When to Choose Mamba in 2026

The decision to adopt Mamba — directly or via a hybrid — depends on several factors that are worth thinking through explicitly. Important to recognize that the right answer is workload-dependent and that benchmarking on your own data is irreplaceable.

Sequence length distribution

If most of your traffic is short-form (under a few thousand tokens), the practical advantage of Mamba over a well-optimized Transformer is small. Important to characterize your actual sequence length distribution before deciding. Note that long-tail traffic with occasional very long sequences may justify Mamba even when the median is short.

Quality requirements

For tasks where the highest possible quality matters and the task fits in a Transformer’s context window, the mature Transformer ecosystem usually still wins. Important: choose Mamba when the alternative is “cannot fit in context at all” rather than “fits but is expensive.”

Operational maturity tolerance

Mamba’s tooling is improving but remains less mature than the Transformer ecosystem. Important to weigh the operational risk of running on a less-battle-tested stack against the architectural benefits.

Frequently Asked Questions (FAQ)

Q1. Which is better, Mamba or Transformer?

It depends on the task. Short-form NLP: roughly comparable. Very long sequences and time series: Mamba has the edge. Vision and most well-tooled production tasks: Transformer typically wins on quality and ecosystem support.

Q2. Do ChatGPT and Claude use Mamba?

ChatGPT and Claude are Transformer-based. Some open-weight LLMs (Qwen3.6, Jamba from AI21, Samba from Microsoft) embed Mamba-style linear-attention sublayers in a hybrid architecture.

Q3. How do I try Mamba?

Install the official library with “pip install mamba-ssm causal-conv1d” and load a checkpoint like state-spaces/mamba-2.8b-hf from Hugging Face. A CUDA-capable GPU is required for the optimized kernels.

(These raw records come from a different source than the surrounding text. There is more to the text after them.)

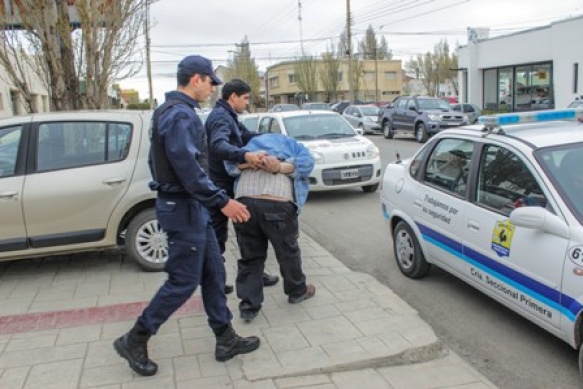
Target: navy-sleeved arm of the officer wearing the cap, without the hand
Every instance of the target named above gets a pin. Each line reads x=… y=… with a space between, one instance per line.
x=180 y=145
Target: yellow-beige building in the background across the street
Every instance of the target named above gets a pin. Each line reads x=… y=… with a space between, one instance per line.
x=378 y=81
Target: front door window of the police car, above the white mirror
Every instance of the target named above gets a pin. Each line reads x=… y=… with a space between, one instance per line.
x=505 y=182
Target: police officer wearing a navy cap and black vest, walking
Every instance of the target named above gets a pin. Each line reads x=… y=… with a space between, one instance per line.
x=179 y=161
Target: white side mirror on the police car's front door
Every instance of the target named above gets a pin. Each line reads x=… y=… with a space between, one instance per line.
x=539 y=218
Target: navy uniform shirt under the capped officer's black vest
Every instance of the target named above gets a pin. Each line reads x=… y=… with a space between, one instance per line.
x=183 y=136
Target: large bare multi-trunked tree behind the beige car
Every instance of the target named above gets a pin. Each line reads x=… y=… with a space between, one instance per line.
x=78 y=48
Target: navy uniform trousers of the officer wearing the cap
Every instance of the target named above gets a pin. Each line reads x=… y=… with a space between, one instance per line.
x=193 y=259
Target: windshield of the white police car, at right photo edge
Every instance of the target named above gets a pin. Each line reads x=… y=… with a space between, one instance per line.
x=563 y=164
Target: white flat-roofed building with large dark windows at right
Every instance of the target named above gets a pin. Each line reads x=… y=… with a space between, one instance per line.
x=533 y=69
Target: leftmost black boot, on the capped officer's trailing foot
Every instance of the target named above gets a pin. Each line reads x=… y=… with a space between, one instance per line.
x=133 y=346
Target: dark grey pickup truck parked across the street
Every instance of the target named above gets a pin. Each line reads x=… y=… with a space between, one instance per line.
x=422 y=116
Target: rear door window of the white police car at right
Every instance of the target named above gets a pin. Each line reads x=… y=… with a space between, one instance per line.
x=448 y=165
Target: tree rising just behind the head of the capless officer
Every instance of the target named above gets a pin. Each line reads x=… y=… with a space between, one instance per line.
x=243 y=67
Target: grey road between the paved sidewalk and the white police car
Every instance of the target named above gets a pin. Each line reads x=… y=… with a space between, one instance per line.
x=509 y=350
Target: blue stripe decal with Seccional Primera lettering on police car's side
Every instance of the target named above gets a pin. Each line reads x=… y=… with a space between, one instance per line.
x=533 y=294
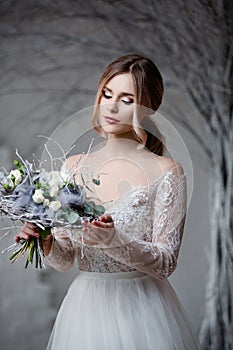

Q4. What is the difference between Mamba and Mamba-2?

Mamba-2 leverages a duality between SSMs and Transformers (Structured State Space Duality, SSD), simplifying the internal computation while delivering 2-8x speedup over the original Mamba. Introduced in arXiv:2405.21060.

Q5. What is a hybrid Mamba-Attention model?

A neural network that interleaves Mamba-style linear-attention sublayers with standard self-attention sublayers. Qwen3.6-27B uses a 3:1 ratio, capturing efficiency from Mamba and precise long-distance recall from attention.

Conclusion

  • Mamba is a Selective State Space Model designed as a more scalable alternative to the Transformer.
  • Linear-time complexity (O(n)) versus the Transformer’s quadratic (O(n²)) makes long-context handling much cheaper.
  • Mamba-2 and Mamba-3 progressively refine the architecture; hybrid Mamba+Attention designs dominate production usage.
  • Adopted as sublayers in modern open-weight LLMs like Qwen3.6, Jamba, and Samba.
  • Best fit for long-context document and code workloads, genomics, and edge inference.
  • Not a wholesale replacement for Transformers — the dominant 2026 pattern is complementary integration.